BRUSSELS -- The European Commission's new energy chief says that Russia could revive the South Stream natural-gas pipeline project if it follows EU rules.
In an interview with RFE/RL on December 5, Maros Sefcovic said that the EU was willing to discuss the project to pump gas under the Black Sea to Europe, but that Russia must abide by EU energy rules and drop a complaint over the issue in the World Trade Organization (WTO).
Russian President Vladimir Putin abruptly announced on December 1 that Russia was abandoning South Stream and blamed the EU, saying European opposition to the project had forced the Kremlin's hand.
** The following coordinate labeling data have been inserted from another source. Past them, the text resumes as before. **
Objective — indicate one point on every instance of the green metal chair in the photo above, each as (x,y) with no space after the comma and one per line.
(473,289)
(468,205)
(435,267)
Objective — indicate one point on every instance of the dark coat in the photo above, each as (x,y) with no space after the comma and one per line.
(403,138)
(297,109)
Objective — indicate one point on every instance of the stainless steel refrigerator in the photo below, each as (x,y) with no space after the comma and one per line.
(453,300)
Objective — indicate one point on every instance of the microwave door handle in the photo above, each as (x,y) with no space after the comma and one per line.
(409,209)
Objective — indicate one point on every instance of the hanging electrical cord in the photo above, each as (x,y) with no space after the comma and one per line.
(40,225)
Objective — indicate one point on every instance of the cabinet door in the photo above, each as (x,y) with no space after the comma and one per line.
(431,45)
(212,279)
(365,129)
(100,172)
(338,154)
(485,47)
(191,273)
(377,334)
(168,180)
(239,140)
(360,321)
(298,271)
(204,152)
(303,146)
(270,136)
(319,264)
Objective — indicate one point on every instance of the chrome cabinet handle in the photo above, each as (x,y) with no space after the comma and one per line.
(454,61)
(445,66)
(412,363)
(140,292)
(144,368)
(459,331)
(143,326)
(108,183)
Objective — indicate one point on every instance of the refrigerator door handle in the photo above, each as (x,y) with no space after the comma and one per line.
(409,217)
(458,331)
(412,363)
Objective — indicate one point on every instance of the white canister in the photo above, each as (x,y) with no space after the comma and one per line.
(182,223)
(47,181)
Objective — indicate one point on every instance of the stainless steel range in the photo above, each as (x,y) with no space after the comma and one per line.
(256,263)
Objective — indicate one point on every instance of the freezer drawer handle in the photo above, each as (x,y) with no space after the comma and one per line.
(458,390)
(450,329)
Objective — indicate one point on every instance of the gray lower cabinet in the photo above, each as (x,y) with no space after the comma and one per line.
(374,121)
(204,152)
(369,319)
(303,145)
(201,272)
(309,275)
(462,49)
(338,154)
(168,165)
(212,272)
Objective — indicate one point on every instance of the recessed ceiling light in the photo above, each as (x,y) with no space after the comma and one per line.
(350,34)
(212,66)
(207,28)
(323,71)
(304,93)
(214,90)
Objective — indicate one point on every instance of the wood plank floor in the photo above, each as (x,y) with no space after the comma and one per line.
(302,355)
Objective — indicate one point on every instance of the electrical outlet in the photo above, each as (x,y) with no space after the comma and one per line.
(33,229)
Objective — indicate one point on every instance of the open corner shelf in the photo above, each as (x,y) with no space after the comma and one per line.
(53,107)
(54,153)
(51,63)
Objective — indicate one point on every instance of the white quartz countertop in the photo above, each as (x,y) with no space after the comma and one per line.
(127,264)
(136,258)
The EU rejects that accusation.
Sefcovic said that "we are ready to discuss the project with the Russian side. But of course I think the understanding should be clear: They have to withdraw the case from WTO and they should be ready to how the EU law would be applied in this project."
Brussels has insisted that state-controlled Russian gas exporter Gazprom abide by rules set out in the EU's "third energy package," which requires the separation of companies' generation and sale operations from their transmission networks -- something the South Stream project does not fulfill.
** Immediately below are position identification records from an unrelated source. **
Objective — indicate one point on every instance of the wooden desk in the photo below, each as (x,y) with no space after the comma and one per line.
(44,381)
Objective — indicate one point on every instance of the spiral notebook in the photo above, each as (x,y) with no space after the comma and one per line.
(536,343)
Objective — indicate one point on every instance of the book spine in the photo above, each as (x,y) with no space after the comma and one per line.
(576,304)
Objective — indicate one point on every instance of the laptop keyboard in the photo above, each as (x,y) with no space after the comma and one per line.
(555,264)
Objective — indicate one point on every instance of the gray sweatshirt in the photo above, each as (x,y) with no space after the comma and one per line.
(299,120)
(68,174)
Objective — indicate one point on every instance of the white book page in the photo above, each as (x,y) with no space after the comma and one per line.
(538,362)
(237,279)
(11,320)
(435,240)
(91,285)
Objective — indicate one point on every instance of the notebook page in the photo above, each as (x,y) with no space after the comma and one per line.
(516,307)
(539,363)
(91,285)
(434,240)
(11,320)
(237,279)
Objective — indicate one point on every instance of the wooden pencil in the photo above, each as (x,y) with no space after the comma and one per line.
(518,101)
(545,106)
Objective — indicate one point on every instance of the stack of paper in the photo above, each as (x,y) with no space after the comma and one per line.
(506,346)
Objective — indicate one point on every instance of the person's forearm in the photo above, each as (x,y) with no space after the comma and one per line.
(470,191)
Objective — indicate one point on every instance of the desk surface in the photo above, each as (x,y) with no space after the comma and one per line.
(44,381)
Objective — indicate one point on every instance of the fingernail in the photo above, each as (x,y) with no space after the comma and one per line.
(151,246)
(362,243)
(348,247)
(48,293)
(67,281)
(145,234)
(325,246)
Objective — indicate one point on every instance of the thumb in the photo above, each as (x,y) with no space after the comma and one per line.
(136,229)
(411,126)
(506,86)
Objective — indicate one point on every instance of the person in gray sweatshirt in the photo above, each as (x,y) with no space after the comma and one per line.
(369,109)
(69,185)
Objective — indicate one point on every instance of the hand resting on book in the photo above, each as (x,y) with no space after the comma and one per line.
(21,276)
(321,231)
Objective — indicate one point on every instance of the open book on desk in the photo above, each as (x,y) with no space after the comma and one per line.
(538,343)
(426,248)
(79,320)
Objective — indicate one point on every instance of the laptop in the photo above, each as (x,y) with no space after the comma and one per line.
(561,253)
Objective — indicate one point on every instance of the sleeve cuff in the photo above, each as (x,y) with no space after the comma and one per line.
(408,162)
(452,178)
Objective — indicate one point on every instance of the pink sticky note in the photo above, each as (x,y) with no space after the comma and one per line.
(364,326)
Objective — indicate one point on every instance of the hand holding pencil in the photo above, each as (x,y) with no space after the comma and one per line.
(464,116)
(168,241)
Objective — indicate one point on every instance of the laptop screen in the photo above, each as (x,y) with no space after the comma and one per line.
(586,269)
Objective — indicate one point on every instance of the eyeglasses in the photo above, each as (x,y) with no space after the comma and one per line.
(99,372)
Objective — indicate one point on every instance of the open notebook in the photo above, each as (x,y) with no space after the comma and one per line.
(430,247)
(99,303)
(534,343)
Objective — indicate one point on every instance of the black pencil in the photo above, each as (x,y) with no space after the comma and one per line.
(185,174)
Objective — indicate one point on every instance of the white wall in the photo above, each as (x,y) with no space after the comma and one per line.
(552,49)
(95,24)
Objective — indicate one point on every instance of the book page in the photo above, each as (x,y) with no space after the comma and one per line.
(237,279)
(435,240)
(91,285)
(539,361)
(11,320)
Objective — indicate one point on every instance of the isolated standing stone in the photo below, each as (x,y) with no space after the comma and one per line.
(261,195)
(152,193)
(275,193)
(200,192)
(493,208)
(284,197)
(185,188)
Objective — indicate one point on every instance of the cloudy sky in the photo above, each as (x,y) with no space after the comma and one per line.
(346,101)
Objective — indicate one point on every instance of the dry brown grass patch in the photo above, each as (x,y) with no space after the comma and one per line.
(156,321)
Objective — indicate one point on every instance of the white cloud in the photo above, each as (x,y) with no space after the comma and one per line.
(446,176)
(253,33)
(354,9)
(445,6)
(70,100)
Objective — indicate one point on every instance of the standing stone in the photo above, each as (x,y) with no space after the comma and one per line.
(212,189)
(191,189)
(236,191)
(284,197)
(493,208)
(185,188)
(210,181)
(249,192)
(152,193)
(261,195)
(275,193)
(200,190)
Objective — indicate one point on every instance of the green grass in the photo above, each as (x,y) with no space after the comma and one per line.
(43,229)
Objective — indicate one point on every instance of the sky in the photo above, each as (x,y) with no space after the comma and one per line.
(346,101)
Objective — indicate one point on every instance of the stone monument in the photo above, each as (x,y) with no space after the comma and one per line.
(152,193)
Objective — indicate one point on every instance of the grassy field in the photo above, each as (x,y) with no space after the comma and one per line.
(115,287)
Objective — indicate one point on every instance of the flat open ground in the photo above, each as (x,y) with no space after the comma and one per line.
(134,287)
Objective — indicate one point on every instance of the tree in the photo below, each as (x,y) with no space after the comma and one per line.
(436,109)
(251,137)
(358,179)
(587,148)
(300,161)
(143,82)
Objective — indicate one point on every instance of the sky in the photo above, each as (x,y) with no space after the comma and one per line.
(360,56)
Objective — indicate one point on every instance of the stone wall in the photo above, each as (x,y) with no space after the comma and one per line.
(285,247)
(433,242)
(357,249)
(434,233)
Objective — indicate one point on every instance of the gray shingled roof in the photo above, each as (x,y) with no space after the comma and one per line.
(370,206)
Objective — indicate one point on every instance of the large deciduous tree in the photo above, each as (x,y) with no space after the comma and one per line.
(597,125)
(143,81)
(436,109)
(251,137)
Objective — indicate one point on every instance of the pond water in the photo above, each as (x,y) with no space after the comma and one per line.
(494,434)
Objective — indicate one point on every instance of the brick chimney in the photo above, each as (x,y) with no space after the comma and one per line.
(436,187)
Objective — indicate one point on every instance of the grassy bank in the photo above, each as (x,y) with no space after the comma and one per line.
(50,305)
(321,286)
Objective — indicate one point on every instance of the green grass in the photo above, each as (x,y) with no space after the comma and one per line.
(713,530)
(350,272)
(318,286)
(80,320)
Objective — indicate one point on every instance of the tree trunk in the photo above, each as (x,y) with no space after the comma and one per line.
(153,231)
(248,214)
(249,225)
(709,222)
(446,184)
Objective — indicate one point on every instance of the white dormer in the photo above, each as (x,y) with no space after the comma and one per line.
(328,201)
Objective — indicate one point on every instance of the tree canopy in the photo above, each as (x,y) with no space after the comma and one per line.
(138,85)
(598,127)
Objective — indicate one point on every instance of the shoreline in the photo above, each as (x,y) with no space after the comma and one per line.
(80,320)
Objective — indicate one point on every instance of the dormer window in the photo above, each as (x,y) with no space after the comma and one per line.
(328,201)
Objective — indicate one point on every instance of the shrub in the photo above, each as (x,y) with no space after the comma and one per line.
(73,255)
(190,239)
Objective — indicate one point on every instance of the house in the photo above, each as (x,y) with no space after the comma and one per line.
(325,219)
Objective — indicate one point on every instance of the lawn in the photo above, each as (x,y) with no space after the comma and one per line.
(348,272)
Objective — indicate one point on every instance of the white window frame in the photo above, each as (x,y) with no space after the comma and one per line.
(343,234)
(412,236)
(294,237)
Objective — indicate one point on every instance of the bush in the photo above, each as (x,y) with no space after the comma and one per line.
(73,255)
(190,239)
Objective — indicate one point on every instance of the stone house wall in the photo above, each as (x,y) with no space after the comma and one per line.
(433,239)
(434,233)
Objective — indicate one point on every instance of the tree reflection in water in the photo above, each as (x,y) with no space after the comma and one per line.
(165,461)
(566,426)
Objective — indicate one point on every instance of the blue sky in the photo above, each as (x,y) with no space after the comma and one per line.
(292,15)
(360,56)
Russia has asked the WTO to review the EU energy rules, which Putin has called discriminatory.
Sefcovic suggested that was not the case.
"If you want to build such a pipeline and a project of this magnitude you have to respect EU rules, he said. "And you have to respect the rules which are followed by all energy companies in Europe. If any European company would like to build a pipeline in Russia it would be absolutely natural and we expect that they would respect Russian law."
South Stream would reduce Russia's reliance on Ukraine as a transit nation for its supplies to the EU, which gets about one-third of the gas it uses from Russia -- half of that via Ukraine.
Russia and the EU have been wrangling for years over the "third energy package" amid Western accusations that Moscow uses its energy riches as a geopolitical instrument.
Putin's announcement came after months of severely strained relations between Moscow and Brussels over the crisis in Ukraine.
Talks on South Stream's legality had been frozen after Russia annexed Crimea in March, and Moscow's support for separatists in an armed conflict that has killed thousands in eastern Ukraine has added to the tension.
Sefcovic said that the EU will now focus on boosting interconnectors between EU member states to reach energy-poor areas in the Baltic region and Southeastern Europe, and on helping finance the energy sector in Ukraine.
He said that compared to "building a new pipeline like the South Stream, through very complicated undersea routes," modernizing Ukraine's gas system would be "much more affordable and clearly that is one of the priorities of the EU -- how to help Ukraine to modernize the system."
He said Ukraine was "losing a lot of money" because of the low efficiency of its energy system.
"That is one of the priority area[s] where Europe wants to help with expertise, with advice, with best practices but also financing these reforms," Sefcovic said.
A major task for Sefcovic in his new role will be to help Moscow and Kyiv forge a new deal for Russian supplies of gas to Ukraine and transit across Ukraine to Europe.
Russia stopped delivering gas for Ukrainian consumption in June, citing Ukrainian debt for previous supplies and demanding prepayments for further deliveries.
Under Sefkovic's predecessor, Ukraine, Russia, and the EU signed a "winter package" deal on October 30 that was designed to ensure that Ukraine makes some payments for gas to Russia and that Russia keeps gas flowing through the winter.
Ukrainian Energy Minister Volodymyr Demchyshyn said on December 5 that Kyiv was in the process of making a $378 million prepayment for Russian natural-gas deliveries and that the funds would be transferred by the end of the day.
The prepayment is for delivery of 1 billion cubic meters of gas to Ukraine during the month of December.
The agreement reached on October 30 is only valid through March, making it necessary for a so-called "summer package" to be negotiated.
"I hope can we can go over this winter without some kind of super-dramatic scenarios," Sefcovic said.
He said it was "quite clear, especially in my meetings with the Ukrainian President [Petro] Poroshenko and Ukrainian Prime Minister [Arseniy] Yatsenyuk, that we have to think very hard already in January, February and look into the ways how we can discuss the relationship in this area for the post-March period."
"I think we will do our best to again play the role of honest broker, of moderator, to make sure that I would say the same atmosphere and constructive deal is found also for the post-March period."